Au large des côtes portugaises.

Debout devant le hublot de la cabine qui me faisait office de bureau, sa loupe monoculaire en main - objet qu'elle semblait porter en permanence autour du cou, comme le plus précieux des bijoux -, Nairobi examinait avec attention chaque détail qui composait le passeport qu'elle détenait entre ses mains.

Je ne connaissais pas grand-chose de Nairobi, mais elle me donnait l'impression d'être une personne plutôt gentille, réaliste et franche, avec un énorme grain de folie.

-  Il est parfait, un vrai chef-d'œuvre. Je suis impressionnée, déclara celle-ci.

-  Merci, dis-je assise à mon bureau.

-  Ça fait longtemps que tu es faussaire ? M'interrogea Nairobi.

-  Depuis que j'ai 13 ans, c'est comme une sorte de passe-temps, mais ce n'est pas ma spécialité première. Mon truc, ce sont plutôt les bijoux.

-  Je vois, ricana la spécialiste en fausse monnaie. Je suis moi aussi tombé dans ce genre de passe-temps au même âge, m'explique-t-elle en reposant le passeport avec les autres sur le bureau.

En se penchant sur la table, le regard de Nairobi se posa sur l'un des dessins que Paloma avait fait la veille. Un bonhomme, ou du moins une sorte de patate enrichie de deux yeux, d'une bouche et d'un nez. Avec des jambes et des bras qui sortaient directement de la tête. Et la vision de ce dessin fit naître un sourire nostalgique sur les lèvres de la jeune femme. Comme si cela faisait écho à quelque chose, ou quelqu'un.

-  Elle adore dessiner, déclarais-je. Elle essaie d'imiter son père.

-  Berlin dessine ? S'étonna-t-elle.

-  Oui, il peint surtout. Il a un talent incroyable. Mais il le fait de moins en moins, à cause de ses tremblements.

-  Au cours du braquage, on a appris pour sa maladie. Je suis désolée, avoua Nairobi sincèrement.

-  Pas autant que moi.

-  Tu as une petite fille très mignonne en tout cas et bien élevée, enchaîna-t-elle comme si elle avait compris que c'était un sujet sensible.

-  Merci, répondis-je touchée. Même si ce n'est pas moi qu'il faut remercier, mais plutôt l'armée de nounou qui s'occupe d'elle, et ma mère aussi. Moi, je me contente de lui donner son bain, de lui donner à manger le soir, de la coucher et de la lever le matin. Pour le reste, je suis très peu présente, et Berlin, c'est un peu près pareil. Disons que lui au moins, il se conduit comme un digne patriarche sicilien. Il aime sa famille, la protège et aide partiellement avec les enfants si c'est vraiment nécessaire. Son grand plaisir, c'est d'aller la coucher et lui lire des histoires. On n'est pas des parents très impliqués, ou très présent au quotidien, mais c'est le choix qu'on a fait, pour que notre couple ne sombre pas.
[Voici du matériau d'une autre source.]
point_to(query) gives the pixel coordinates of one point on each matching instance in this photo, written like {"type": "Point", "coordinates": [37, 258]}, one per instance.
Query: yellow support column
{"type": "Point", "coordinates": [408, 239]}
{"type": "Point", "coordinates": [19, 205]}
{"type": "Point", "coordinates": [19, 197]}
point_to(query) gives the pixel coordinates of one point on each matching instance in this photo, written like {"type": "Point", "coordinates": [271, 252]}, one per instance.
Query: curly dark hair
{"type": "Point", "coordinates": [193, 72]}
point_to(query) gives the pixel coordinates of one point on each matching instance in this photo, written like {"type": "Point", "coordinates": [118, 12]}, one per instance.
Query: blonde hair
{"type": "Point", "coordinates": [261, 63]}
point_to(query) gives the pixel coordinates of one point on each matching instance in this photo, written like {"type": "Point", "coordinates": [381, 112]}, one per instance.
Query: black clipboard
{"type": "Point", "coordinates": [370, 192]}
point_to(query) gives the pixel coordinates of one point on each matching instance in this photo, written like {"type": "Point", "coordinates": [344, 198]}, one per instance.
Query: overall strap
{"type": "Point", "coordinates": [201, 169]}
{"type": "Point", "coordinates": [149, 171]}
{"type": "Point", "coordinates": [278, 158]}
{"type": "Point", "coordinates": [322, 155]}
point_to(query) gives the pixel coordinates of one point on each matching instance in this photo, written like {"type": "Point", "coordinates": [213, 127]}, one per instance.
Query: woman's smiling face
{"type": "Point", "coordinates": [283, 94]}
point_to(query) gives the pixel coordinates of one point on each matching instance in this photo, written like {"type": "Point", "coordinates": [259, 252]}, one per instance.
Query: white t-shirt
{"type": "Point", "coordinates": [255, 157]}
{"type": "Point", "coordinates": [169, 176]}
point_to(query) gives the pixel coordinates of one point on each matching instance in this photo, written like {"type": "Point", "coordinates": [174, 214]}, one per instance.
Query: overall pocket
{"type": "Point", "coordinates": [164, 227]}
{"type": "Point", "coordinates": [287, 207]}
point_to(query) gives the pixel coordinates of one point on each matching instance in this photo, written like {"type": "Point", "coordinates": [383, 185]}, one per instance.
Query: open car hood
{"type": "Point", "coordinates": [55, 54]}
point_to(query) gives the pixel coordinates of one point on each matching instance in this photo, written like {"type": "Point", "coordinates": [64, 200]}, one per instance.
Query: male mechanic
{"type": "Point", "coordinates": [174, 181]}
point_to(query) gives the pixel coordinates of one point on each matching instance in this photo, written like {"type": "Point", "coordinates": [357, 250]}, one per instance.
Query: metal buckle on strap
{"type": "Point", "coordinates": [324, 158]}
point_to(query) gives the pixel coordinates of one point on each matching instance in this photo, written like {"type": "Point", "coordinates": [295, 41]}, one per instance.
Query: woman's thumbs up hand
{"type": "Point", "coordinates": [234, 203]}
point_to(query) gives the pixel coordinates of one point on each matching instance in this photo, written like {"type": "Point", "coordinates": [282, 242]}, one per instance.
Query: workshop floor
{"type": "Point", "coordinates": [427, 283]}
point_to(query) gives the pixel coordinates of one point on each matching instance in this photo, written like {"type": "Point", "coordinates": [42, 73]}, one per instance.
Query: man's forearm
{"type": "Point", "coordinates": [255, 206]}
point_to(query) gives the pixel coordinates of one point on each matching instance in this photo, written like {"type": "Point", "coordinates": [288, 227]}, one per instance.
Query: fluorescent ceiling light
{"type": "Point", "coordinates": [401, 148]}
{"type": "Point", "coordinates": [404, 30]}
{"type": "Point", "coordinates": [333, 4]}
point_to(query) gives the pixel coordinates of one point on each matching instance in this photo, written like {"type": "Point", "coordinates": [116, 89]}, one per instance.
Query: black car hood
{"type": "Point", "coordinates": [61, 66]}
Nairobi prit ensuite place sur la chaise qui me faisait face. Elle avait cette oreille attentive et j'avoue qu'il était très agréable de parler avec elle. Désireuse d'en connaître plus sur ma vie et moi sur la sienne, nous avions sans nous concerter, fait le choix de briser la règle numéro 2 du Professeur : pas de questions personnelles. Mais après tout, le braquage était fini, à quoi bon garder le silence sur notre passé.

-  Je n'arrive toujours pas à me faire à l'idée que tu sois mariée avec ce psychopathe. Tu as l'air tellement plus... fit-elle en cherchant les bons mots. Équilibrée. Normal et mentalement plus équilibrée que lui, gloussa-t-elle. Ça fait longtemps que vous êtes ensemble ?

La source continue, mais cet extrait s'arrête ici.